In the mail today was a DVD, by one Darryl Moore, of Aurora, Ont., which reminds us that dashing into copyright reform without thinking is a lot more than music and movies. The DVD, which Mr. Moore has mailed to members of Parliament who will soon be considering a revised act, demonstrates how the woes of Hollywood and the music industry can obscure the unwanted consequences of what those industries demand.
Called Death by Copyright, the DVD is a little amateurish in production, but it more than makes up for that limitation in the carefulness Mr. Moore used in selecting its content. It features a lecture by law professor Laurence Lessig of Stanford University, who champions the rights of individuals over corporate interests, a couple of appearances by Richard Stallman, father of the Free and Open Source Software movement, University of Ottawa law professor and Toronto Star columnist Michael Geist and even a bit of satire from political comedian Rick Mercer.

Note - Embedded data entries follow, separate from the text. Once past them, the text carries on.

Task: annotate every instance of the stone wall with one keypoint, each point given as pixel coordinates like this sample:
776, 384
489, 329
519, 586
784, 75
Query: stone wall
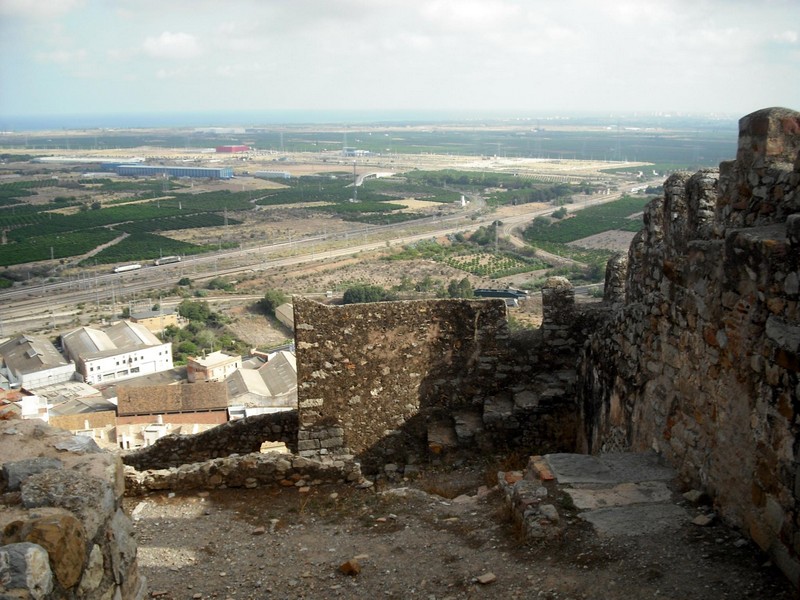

The DVD is designed to sway parliamentarians toward a more thoughtful approach to the copyright issue, now that the government has tipped its hand enough to show the public it has listened very closely to corporate lobbyists.
For instance, Lessig emphasizes something that should surprise most people — ultra-tight copyright law makes intellectual property so valuable that even those willing to pay for the rights to use some material will be facing colossal fees; for a 3.5-second clip of a scene in an opera house showing musicians playing chess, which involved a distant TV screen playing an episode of The Simpsons, a documentary filmmaker found he could clear the rights for a mere $10,000, a multiple of the proceeds he could possibly hope to get from the film.
Such claims will surprise many artists who in the past have imitated or lampooned copyright material without retribution; when the value of IP goes up, humourless lawyers will suddenly appear with outrageous demands.
Lessig also notes that the push toward the current U.S. copyright law was started by the Disney corporation, which was facing the prospect of the first Mickey Mouse film, Steamboat Willie (1928), falling into the public domain in 2003. But, he notes, Steamboat Willie itself borrowed heavily from an earlier film, Buster Keaton’s Steamboat Bill Jr., which makes the Disney position hypocritical What he doesn’t mention is that Disney’s fortune was largely made using material (Cinderella, Snow White and the Seven Dwarfs, Pinocchio, The Hunchback of Notre Dame, Alice in Wonderland, and The Jungle Book) that would not have been in the public domain had the copyright laws of the time been like the ones Disney demanded, and received.
Mr. Moore has created a website, Death by Copyright, as an online resource, which contains some of the material on the DVD.
If there is anything wrong with the DVD, it’s that it will take some time to watch it all; I doubt many MPs will find the necessary time. And those that do are likely to be a self-selected sample of opponents to the bill.
Let’s hope that some sense of sanity can be brought to bear on the drafting of this bill. Mr. Moore’s effort is a big step in that direction.